Мотив самоубийства, совершенно чуждый футуристической и лефовской тематике, постоянно возвращается в творчестве М-го — от ранних вещей его, где вешаются безумцы в неравной борьбе с бытом (дирижер, человек с двумя поцелуями) — до сценария “Как поживаете”, где газетное сообщение о самоубийстве девушки приводит в ужас поэта. Рассказав о застрелившемся комсомольце, М. добавляет: “До чего ж на меня похож! Ужас”. Он примеривает к себе все варианты самоубийства: “Радуйтесь! Сам казнится *** Обнимет мне шею колесо паровоза *** Добежать до канала и голову сунуть воде в оскал *** А сердце рвется к выстрелу, а горло бредит бритвою *** К воле манит, ведет на крыши скат *** Аптекарь, дай душу без боли в просторы вывести ***”
Резюме поэтической автобиографии М-го (если угодно — лито-монтаж): В душе поэта взрощена небывалая боль нынешнего племени. Не потому ли стих его начинен ненавистью к крепостям быта, и в словах таятся “буквы грядущих веков”? Но, “гражданин-фининспектор, честное слово, поэту в копеечку влетают слова”. Изначальный образ М-го: “Выйду сквозь город, душу на копьях домов оставляя за клоком клок”. С каждым шагом все острее сознание безысходности единоборства с бытом. Клеймо мучений выжжено. Способов досрочной победы нет. Поэт — обреченный “изгой нынчести”.
Этот мотив теряет литературность. Сперва из стиха он уходит в прозу. “Деваться некуда” (ремарка на полях “Про это”). Из прозы в жизнь: “Мама, сестры и товарищи, простите, — это не способ (другим не советую), но у меня выходов нет” (из прощального письма М-го).
Он давно был наготове. Еще пятнадцать лет тому назад, в прологе к сборнику стихов писал:
Тема самоубийства становится, чем дальше, все навязчивей. Ей посвящены напряженнейшие поэмы М-го — “Человек” (1917) и “Про это” (1923). Каждая из этих вещей — зловещая песнь торжествующего над поэтом быта; лейтмотив — “любовная лодка разбилась о быт” (стих из прощального письма). Первая поэма — подробное описание самоубийства М-го. Во второй уже четко ощущение внелитературности этой темы. Это уже литература факта. Снова — только еще тревожней — проходят образы первой поэмы, резко намечены этапы бытия — “полусмерть” в вихре бытового ужаса и “последняя смерть” — “в сердце свинец! чтоб не было даже дрожи!” Тема самоубийства настолько придвинулась, что зарисовывать больше невозможно (“не к чему перечень взаимных болей, бед и обид”), — нужны заклинания, нужны обличительные агитки, чтобы замедлить шагание темы.

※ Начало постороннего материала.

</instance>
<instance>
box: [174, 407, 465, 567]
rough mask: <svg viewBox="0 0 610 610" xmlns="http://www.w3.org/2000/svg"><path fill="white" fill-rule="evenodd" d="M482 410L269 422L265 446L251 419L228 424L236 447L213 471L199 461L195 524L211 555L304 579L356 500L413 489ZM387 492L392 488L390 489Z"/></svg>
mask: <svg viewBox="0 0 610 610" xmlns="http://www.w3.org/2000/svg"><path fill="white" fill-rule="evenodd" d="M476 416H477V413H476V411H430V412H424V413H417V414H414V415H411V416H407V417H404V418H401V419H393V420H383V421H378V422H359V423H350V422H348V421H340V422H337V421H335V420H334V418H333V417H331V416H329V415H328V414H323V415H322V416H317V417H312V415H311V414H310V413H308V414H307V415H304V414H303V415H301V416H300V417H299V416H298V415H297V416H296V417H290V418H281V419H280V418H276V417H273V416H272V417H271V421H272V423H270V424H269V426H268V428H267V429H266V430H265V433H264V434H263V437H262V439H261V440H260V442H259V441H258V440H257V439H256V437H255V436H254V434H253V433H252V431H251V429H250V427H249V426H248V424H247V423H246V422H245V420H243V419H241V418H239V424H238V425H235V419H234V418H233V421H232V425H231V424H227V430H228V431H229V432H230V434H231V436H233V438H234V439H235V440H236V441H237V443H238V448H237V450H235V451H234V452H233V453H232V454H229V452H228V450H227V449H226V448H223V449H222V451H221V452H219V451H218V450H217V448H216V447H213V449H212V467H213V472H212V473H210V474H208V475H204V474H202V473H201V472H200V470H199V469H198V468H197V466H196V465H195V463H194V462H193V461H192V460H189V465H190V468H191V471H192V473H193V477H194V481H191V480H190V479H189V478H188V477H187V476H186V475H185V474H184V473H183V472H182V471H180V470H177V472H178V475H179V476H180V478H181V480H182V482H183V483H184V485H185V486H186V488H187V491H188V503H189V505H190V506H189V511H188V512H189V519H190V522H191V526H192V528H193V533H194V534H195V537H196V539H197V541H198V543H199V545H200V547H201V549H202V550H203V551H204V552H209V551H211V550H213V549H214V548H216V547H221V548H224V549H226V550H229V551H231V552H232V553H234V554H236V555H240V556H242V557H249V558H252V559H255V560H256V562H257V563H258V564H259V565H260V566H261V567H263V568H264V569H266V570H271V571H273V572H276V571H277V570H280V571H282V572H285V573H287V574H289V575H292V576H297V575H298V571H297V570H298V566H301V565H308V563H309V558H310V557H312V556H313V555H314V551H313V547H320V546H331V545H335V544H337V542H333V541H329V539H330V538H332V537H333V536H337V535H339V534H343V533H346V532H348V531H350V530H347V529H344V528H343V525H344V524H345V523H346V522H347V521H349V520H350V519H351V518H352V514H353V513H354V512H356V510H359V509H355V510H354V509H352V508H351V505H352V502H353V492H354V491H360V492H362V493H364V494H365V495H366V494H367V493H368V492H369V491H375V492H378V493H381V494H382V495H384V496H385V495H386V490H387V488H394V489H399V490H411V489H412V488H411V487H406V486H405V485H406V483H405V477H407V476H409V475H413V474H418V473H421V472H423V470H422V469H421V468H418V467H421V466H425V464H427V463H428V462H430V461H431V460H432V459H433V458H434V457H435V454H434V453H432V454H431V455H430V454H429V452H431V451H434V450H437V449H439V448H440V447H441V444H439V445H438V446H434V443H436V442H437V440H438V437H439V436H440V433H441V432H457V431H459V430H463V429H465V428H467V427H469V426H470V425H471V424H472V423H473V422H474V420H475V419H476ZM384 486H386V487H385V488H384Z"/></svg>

Уже “Про это” открывает длинный заговорный цикл: “Я не доставлю радости видеть, что сам от заряда стих”. “Мне бы жить и жить, сквозь годы мчась”… Вершина цикла — стихи Сергею Есенину. Обдуманно парализовать действие предсмертных есенинских стихов — такова по словам М-го целевая установка этого стихотворения. Но когда читаешь его сейчас, оно звучит еще могильное, чем последние строки Есенина. Эти строки ставят знак равенства между жизнью и смертью, а у М-го на сей день один довод за жизнь — она труднее смерти. Это такая же проблематичная пропаганда жизни, как прежние стихи М-го о том, что только неверие в загробь останавливает перед пулей, или как его прощальное “счастливо оставаться”.
А слагатели некрологов о М-м твердят наперебой: “Всего можно было ждать от Маяковского, но только не того, что он покончит с собой. Кто угодно, казалось, только не Маяковский” (G. Адамович). “Соединить с этим обликом идею самоубийства почти невозможно” (А. Луначарский). “Так не вяжется его смерть со всем его обликом преданнейшего революции поэта” (Б. Мажин). “Смерть его до того не вяжется со всей его жизнью, так не мотивирована всем его творчеством” (редакционная статья Правды). “Такая смерть никак не вяжется с М., каким мы его знаем” (А. Халатов). “Это к нему не идет. Нам ли всем не знать М.?” (М. Кольцов). “Он, конечно, не подавал ни единого повода предполагать такой конец” (Петр Пильский). “Непонятно. Чего ему недоставало?” (Демьян Бедный).